Airport Director Mario Evans said he wants to build closer relationships with city leaders in Brookhaven and Chamblee as rapid commercial and residential development continues to be built around the approximate 730-acre airport.

DeKalb Peachtree Airport Director Mario Evans points on a map where a new Chamblee townhome development is being built close to the airport. A master plan process now underway and set to be finished in 2020 will look at land use in and surrounding the airport. (Dyana Bagby)

A new townhome development in Chamblee, for example, is being built very close to the airport property line. Had there been some discussion between city and airport officials prior to the development’s approval, some noise mitigation materials could possibly have been required as part of construction, Evans said.

Now, he said, when people move in to the townhomes, he expects the airport will begin receiving noise complaints from people who say they cannot sit on their new balcony because of the jets flying in and out of PDK.

“Was that really a good use of that land?” he said.

The airport’s infrastructure also badly needs repairs and to be updated, he said, which will be addressed as part of the master planning process.

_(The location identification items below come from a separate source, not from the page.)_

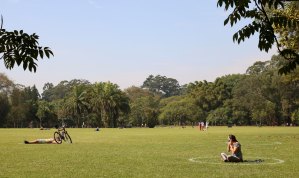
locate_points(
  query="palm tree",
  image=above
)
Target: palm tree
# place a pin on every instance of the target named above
(109, 101)
(77, 103)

Office tenants want updated buildings, water and sewer facilities need rehabilitation, even air conditioning and heating units need to be fixed up, he said.

The boiler still goes out at the airport, for example, Evans said.

“We have some old property,” he said. “Sometimes you can repair, but sometimes you have to redesign and start over.”

The master plan will also take aviation activity forecasts for the next two decades to provide a framework to guide future airport development, Evans explained.

Flights into and out of the airport have actually been on the decline over the past approximate 20 years. As a general reliever airport, PDK Airport helps reduce congestion by providing services to smaller aircraft and allowing Hartsfield-Jackson International Airport to solely serve commercial aircraft.

In 2000, PDK Airport recorded 244,879 operations; in 2007, the number of operations fell to 220,576; and last year, the number dipped to 151,132.

Evans said the bad economy in recent years is likely the major reason for the falling numbers, but he expects numbers to move back up as the economy improves.

PDK Airport recently installed a new system to quickly stop planes in their tracks during emergency landings. The Engineered Material Arresting System, or EMAS, is the first in Georgia and cost the airport $8 million. EMAS technology uses a series of crushable blocks to decelerate the speed of an aircraft during an emergency overrun, Evans explained.

The EMAS technology is placed 200 feet off the end of a runway to prevent an aircraft from running off the runway. EMAS is used in cases where there is limited land, such as PDK’s 6,100-foot primary runway for corporate tenants. The EMAS technology was designed and implemented to improve safety for flights using this runway.

The Federal Aviation Authority actually mandated PDK Airport install the EMAS after a plane ran off the runway and through the chain link fence bordering Dresden Drive in 2012, Evans said.

The incident was pilot error when he came in for a landing during a cloudy day and overshot the runway, Evans said. Rather than circle and try to land again, the pilot landed in the middle of the runway and was not able to stop in time before crashing through the fence. Nobody was seriously injured.

As part of building the EMAS, the airport cut down about 19 acres of trees to dig up dirt to be used for its construction. That saved the airport from spending $1 million to truck in dirt. There has been talk about building more corporate hangars where the trees once were, but no decision has been made, Evans said.